Maybe it’s down to misgivings over paid-for items making one player definably better than another, regardless of skill. Or that a game is using powerful psychological tactics to ensnare players and make them pay for something they’d never willingly choose to. Perhaps they feel that free-to-play games eke out fun as thinly as they can to lower production costs and keep you hungry for more.
Ultimately, all these concerns come down to a central fear that the mechanics of making the free-to-play model work are affecting the very nature of games. That game design in the free-to-play model is tuned to serve the model rather than the experience. Gamers discuss these problems continually, but developers in the free-to-play field don’t tend to, whether worried about tipping the apple cart or preferring to focus on free-to-play’s many obvious charms.
Next Wednesday, however, we are hosting a panel session at the F2P Summit in London at which we will be discussing some of the harder questions that surround free-to-play gaming. On the panel we’ll have two developers: Jason Avent, MD of CSR Racing maker Boss Alien, and Paul Wedgwood, CEO of Splash Damage and its new free-to-play imprint Warchest. And two critics (two of the gang behind Hookshot Inc and regular Edge contributors): Simon Parkin and Christian Donlan.
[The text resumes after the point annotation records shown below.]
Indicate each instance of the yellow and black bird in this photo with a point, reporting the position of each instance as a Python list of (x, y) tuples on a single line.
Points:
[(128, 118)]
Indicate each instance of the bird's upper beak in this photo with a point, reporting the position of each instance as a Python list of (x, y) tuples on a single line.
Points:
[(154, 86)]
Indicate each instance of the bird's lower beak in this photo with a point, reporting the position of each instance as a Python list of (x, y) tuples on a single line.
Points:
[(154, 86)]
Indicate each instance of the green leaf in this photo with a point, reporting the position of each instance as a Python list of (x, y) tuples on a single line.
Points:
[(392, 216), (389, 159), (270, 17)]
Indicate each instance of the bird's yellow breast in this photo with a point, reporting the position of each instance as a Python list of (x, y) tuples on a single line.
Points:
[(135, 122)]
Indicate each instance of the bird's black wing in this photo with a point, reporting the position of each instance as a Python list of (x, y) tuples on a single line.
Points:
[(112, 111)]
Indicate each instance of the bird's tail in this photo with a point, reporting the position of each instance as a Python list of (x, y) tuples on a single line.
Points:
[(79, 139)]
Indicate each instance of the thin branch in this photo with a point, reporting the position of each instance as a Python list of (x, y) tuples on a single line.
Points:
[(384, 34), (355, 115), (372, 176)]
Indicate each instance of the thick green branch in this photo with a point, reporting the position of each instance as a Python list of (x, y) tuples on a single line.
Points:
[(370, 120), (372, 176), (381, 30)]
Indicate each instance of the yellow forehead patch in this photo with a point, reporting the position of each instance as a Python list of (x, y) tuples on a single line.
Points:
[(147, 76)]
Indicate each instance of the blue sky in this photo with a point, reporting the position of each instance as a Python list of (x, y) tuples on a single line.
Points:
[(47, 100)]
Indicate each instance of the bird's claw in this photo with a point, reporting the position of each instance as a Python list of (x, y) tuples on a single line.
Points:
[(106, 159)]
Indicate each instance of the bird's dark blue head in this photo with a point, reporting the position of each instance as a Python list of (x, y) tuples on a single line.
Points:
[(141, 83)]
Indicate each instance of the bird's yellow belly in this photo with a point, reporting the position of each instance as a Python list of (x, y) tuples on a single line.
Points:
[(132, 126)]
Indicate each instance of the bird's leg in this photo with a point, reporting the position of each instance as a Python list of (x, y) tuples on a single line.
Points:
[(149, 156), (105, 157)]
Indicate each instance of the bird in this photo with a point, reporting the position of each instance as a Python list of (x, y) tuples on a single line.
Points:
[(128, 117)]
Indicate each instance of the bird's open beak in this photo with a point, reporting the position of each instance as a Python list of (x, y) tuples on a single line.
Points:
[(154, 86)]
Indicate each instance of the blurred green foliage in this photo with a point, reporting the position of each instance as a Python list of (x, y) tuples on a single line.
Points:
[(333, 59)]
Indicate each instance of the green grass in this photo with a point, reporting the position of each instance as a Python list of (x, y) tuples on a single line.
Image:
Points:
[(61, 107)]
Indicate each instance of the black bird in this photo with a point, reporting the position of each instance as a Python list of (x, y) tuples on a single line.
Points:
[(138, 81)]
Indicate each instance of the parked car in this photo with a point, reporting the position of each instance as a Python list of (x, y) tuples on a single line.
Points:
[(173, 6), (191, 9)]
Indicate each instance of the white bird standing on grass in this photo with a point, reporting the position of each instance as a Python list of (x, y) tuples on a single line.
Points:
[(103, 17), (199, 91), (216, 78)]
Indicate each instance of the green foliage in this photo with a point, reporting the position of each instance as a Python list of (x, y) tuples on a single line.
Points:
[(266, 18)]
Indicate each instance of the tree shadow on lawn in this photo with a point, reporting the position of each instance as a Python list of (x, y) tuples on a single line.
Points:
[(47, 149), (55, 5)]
We’ll cover many questions:
- Do developers form unrealistic expectations among players by using the word ‘free’ so liberally?
– Are gamers today clinging onto outdated notions of both free-to-play and what a ‘good’ game really is?
– How can games remain balanced and fair when players can buy items?
– Can games really powerfully affect player behaviour? If so, what are game designers’ moral responsibilities?
– How can free-to-play games be better?